Hall of Fame running back Earl Campbell, a graduate of the Moody College of Communication, was named the Jenkins Medal Legend award winner.
Where Are They Now: Recent Moody Graduates
Kevin Robbins, CSCM Associate Director and Professor in the School of Journalism and Media, led a roundtable discussion with five recent graduates of the Moody College of Communication who are working in various capacity in sports journalism and sports media. Participants include:
- Andres Farrera, Stan Richards School of Advertising & Public Relations (2019), Corporate Account Executive, St. Louis FC
- Rachel Goodman, School of Journalism and Media (2016), Associate Producer, NBC Sports
- Shivam Patel, Department of Communication Studies (2019), Founder and Host, Patel Pick and Roll Sports, Media and Promotions
- Christine Taylor, Department of Radio-TV-Film (2020), Production Assistant, CBS Sports
- Jeremy Thomas, School of Journalism and Media (2015), Multimedia Journalist, KTRE-TV
The Frank Deford Lecture in Sports Journalism
The Center for Sports Communication and Media hosts the Frank Deford Lecture in Sports Journalism every April on the UT-Austin campus to hear leading professionals address the pressing cultural issues of the day. Named after the iconic journalist who left substantial bodies of work in print, radio and television at the time of his death in 2017, the Deford Lecture offers Moody College students access to the leading sports journalists of the day.
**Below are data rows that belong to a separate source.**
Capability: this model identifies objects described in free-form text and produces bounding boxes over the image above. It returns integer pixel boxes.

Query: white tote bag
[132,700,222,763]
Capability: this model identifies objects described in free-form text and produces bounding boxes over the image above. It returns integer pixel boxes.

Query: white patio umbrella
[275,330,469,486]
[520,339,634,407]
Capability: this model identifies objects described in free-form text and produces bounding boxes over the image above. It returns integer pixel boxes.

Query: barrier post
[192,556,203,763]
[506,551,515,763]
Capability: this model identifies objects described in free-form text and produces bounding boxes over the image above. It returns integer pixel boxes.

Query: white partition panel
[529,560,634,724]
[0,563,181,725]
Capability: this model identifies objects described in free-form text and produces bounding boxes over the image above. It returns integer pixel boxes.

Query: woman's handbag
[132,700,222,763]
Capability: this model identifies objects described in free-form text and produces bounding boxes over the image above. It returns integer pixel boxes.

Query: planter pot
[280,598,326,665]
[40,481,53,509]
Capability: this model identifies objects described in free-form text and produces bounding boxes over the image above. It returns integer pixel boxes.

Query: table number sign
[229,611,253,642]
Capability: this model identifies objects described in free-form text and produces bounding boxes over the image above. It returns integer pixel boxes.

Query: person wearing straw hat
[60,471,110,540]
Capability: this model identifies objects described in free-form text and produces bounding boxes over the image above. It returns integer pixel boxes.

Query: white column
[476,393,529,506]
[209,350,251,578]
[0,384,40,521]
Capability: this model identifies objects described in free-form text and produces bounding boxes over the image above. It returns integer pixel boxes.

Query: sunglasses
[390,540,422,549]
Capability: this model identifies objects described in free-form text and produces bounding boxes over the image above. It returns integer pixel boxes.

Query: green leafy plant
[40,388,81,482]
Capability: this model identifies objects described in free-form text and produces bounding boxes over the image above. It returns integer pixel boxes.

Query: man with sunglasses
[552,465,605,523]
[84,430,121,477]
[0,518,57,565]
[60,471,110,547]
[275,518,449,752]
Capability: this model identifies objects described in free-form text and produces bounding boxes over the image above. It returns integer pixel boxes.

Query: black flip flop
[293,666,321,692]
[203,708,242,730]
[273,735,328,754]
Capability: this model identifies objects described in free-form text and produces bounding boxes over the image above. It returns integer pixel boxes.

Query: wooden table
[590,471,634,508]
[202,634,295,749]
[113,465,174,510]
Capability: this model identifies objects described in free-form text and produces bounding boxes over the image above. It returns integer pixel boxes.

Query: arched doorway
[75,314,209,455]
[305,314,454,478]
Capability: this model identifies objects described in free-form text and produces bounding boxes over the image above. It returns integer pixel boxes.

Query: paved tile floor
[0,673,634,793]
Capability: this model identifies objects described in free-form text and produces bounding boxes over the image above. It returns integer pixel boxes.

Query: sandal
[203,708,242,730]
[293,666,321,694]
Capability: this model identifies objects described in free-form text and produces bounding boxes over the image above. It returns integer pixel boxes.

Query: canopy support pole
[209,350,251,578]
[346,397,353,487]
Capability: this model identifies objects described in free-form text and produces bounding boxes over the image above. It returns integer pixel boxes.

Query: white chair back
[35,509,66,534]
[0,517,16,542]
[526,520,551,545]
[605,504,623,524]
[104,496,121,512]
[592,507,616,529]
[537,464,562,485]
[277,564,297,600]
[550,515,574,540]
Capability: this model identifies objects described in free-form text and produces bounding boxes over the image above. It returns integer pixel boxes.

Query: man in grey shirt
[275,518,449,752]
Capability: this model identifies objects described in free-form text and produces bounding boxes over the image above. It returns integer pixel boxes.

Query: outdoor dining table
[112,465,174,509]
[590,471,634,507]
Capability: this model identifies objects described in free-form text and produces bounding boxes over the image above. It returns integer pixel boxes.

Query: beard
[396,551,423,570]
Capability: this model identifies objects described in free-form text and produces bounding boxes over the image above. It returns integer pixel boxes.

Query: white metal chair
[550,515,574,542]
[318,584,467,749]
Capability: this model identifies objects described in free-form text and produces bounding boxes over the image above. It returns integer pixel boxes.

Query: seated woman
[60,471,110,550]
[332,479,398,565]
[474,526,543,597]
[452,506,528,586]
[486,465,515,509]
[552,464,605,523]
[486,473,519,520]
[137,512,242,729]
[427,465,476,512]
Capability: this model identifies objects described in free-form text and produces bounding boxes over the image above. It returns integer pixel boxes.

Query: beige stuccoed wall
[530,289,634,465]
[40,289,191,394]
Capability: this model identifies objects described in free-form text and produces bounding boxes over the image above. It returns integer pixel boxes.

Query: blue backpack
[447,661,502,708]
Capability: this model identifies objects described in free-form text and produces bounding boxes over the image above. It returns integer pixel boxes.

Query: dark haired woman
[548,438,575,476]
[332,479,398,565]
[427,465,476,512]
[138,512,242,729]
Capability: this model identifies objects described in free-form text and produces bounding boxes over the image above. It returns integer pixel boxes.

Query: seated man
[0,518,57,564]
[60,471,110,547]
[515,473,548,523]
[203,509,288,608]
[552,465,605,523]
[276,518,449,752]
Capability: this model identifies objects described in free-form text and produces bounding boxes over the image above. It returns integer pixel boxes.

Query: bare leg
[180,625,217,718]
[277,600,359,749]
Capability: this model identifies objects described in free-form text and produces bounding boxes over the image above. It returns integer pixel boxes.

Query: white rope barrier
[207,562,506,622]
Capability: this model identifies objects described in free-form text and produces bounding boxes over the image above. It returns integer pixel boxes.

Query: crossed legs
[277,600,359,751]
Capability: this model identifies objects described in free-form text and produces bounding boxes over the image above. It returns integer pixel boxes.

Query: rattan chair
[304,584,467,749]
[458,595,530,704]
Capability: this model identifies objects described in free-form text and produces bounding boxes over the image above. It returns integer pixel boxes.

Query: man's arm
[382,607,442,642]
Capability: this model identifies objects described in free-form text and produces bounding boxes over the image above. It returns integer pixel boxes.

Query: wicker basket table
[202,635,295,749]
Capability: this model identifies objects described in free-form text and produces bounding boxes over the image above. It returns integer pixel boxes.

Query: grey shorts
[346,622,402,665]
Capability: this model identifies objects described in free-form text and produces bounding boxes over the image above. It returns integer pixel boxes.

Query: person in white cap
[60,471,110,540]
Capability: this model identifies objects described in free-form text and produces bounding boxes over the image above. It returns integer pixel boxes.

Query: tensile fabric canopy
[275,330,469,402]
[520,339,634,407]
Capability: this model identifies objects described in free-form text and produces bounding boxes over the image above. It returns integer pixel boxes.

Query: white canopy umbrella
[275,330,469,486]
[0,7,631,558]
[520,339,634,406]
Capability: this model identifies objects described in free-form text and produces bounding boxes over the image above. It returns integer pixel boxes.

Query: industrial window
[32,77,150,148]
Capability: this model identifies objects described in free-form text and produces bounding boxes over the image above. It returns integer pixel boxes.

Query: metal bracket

The Dan Jenkins Medal for Excellence in Sportswriting
The Center for Sports Communication and Media hosts the Dan Jenkins Medal for Excellence in Sportswriting as a celebration of the craft and history of sportswriting. Named in honor of the legendary Texan and one of the most accomplished sportwriters of his generation, the Jenkins Medal is awarded annually at a dinner every fall.